What's currently known as "read-mostly locks" does not allow readers to sleep in the sleepable variant (sleep is only allowed for writers).
Part of the motivation is getting rid of the mild contention on eventhandler locks which shows up when running poudriere. They pop up everywhere for process and thread creation/destruction and some other things.
Primary motivation is taking care of the MAC problem. The standard way to do checks is the following:
#define MAC_POLICY_CHECK(check, args...) do { \ struct mac_policy_conf *mpc; \ \ error = 0; \ LIST_FOREACH(mpc, &mac_static_policy_list, mpc_list) { \ if (mpc->mpc_ops->mpo_ ## check != NULL) \ error = mac_error_select( \ mpc->mpc_ops->mpo_ ## check (args), \ error); \ } \ if (!LIST_EMPTY(&mac_policy_list)) { \ mac_policy_slock_sleep(); \ LIST_FOREACH(mpc, &mac_policy_list, mpc_list) { \ if (mpc->mpc_ops->mpo_ ## check != NULL) \ error = mac_error_select( \ mpc->mpc_ops->mpo_ ## check (args), \ error); \ } \ mac_policy_sunlock_sleep(); \ } \ } while (0)
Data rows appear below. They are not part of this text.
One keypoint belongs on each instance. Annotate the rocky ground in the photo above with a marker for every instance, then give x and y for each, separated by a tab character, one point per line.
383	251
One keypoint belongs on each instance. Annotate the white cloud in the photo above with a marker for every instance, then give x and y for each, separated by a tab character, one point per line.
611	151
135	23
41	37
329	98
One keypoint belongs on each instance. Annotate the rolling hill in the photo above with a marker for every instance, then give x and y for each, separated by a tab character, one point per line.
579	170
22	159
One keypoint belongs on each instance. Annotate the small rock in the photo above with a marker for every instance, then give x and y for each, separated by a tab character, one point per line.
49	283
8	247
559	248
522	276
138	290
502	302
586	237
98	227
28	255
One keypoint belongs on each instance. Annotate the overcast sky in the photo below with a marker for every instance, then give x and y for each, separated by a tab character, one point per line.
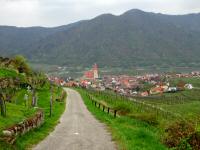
60	12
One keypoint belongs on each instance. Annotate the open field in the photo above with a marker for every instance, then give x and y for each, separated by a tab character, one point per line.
130	134
159	111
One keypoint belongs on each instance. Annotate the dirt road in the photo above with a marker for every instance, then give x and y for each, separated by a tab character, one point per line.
78	129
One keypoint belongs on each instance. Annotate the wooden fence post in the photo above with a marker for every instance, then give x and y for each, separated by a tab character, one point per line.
115	113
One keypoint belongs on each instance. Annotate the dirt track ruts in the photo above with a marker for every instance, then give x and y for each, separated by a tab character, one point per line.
77	130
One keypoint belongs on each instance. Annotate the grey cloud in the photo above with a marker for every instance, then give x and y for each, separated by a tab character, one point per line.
59	12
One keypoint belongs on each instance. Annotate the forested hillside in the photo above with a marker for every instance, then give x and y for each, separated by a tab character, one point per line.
135	38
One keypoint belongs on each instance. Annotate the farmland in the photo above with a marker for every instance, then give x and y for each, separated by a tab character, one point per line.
15	85
165	112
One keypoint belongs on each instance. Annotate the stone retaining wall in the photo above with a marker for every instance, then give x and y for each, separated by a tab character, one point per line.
10	134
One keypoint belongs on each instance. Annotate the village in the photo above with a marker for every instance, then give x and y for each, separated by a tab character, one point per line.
139	85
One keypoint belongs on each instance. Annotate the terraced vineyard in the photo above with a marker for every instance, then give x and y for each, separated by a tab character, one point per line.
164	112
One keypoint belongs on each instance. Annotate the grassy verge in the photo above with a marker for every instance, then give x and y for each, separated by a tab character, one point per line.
130	134
33	137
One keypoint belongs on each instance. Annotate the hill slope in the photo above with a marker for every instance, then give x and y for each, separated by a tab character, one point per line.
135	38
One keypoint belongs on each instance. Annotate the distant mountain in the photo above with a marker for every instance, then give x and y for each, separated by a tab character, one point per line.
135	38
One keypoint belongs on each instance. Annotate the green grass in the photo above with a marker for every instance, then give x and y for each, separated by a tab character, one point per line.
195	81
130	134
7	73
33	137
20	112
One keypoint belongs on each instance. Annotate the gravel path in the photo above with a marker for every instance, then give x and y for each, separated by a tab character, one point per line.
78	129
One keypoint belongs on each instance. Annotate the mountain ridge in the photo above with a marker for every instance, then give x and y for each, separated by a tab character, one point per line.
134	38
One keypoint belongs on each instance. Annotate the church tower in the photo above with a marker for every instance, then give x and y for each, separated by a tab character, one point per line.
95	71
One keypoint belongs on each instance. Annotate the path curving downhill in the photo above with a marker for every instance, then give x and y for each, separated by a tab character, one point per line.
78	129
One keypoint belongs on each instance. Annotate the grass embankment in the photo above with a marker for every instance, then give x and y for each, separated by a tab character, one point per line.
130	134
21	112
7	73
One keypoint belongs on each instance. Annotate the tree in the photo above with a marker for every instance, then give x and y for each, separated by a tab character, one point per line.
2	104
21	65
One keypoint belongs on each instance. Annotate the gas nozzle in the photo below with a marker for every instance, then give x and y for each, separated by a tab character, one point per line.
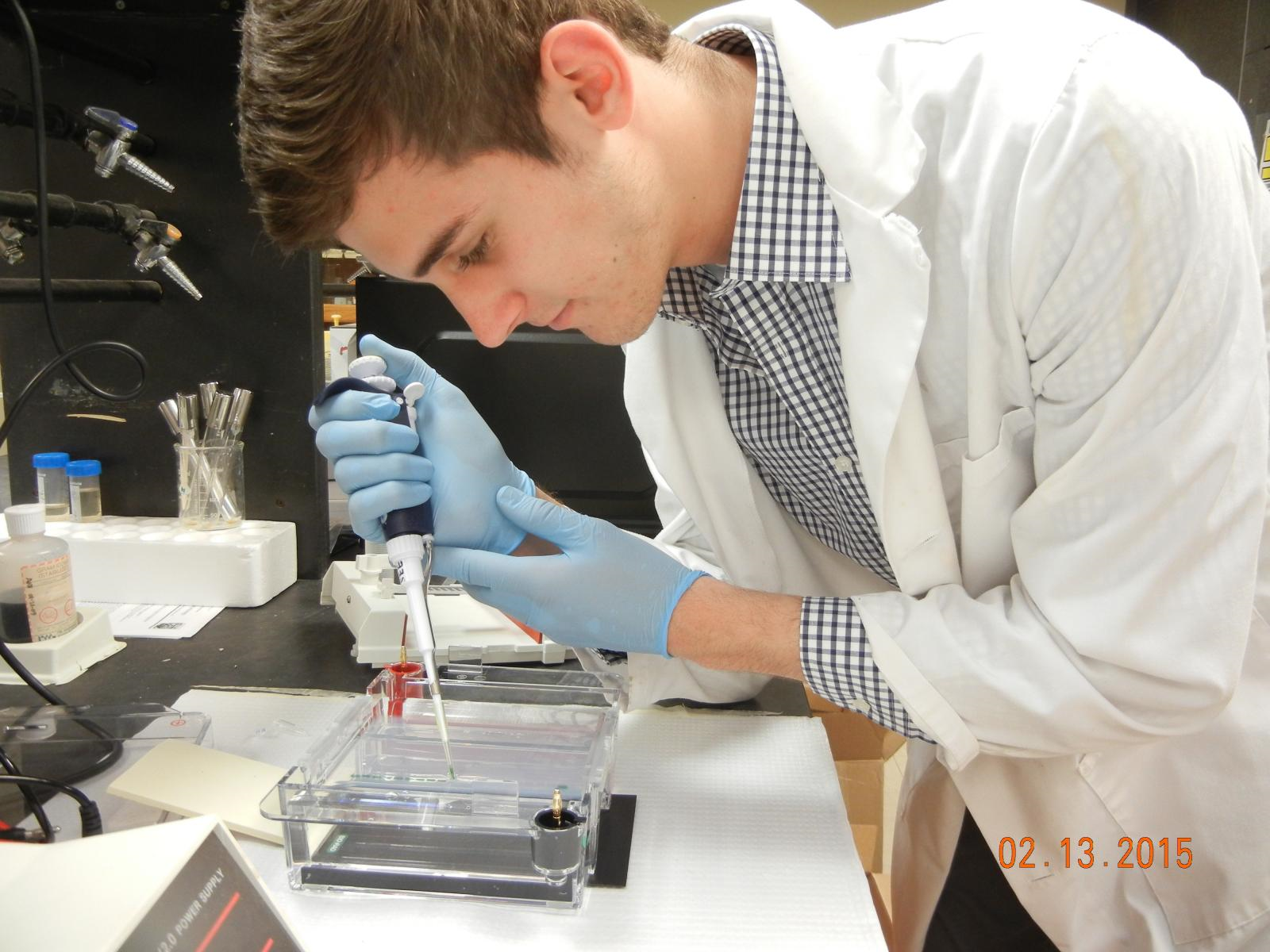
110	141
154	241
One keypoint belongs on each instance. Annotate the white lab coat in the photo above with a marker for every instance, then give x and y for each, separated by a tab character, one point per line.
1054	355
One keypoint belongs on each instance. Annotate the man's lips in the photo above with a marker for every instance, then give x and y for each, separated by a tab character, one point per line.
563	321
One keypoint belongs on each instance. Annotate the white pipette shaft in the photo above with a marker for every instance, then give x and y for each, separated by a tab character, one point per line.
413	555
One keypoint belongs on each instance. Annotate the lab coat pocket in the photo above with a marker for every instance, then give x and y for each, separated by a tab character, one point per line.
994	486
That is, there is not even a scan over a list of modules which provide the given hook, but all modules are scanned to see if they provide it. Should there a policy be loaded, a global shared lock is taken.
Turns out the standard recommended setup today ends up loading mac_ntpd which triggers the following for standard MAC checks, most notably during file lookup. This turns out to significantly limit performance on arm64 as reported by @cperciva with this slock being found at the top of the profile (as a sample data point it increases -j 64 buildworld time from 10:45 to 14:00)
The following code was not yet benchmarked on arm64 but should do the trick.
Primary design goal is to provide cheap fast path for sleepable read-locking with main assumption being that write locking almost never happens. The code maintains a per-cpu reader counter and uses an IPI handler to switch to writing. It basically is a variation of what rmlocks are doing.
epoch was suggested but I disagree with its use due to much more expensive fast path with no advantages for the intended use case (that is, no writers almost ever)
Note both on stock head and with the current patch loading and unloading policies partially stalls execution. This can be fixed with no overhead for regular runtime but extra complexity for the modifying code and I consider it not worth it either since any of these ops should almost never happen anyway (compared to how often the lock is taken for reading).
Also note MAC should be modified to provide lists of modules with a given hooks instead. This would happen to have a side effect of not degrading performance in buildworld when mac_ntpd is loaded, but would still suffer if something callable was loaded. As such, the fix applies regardless.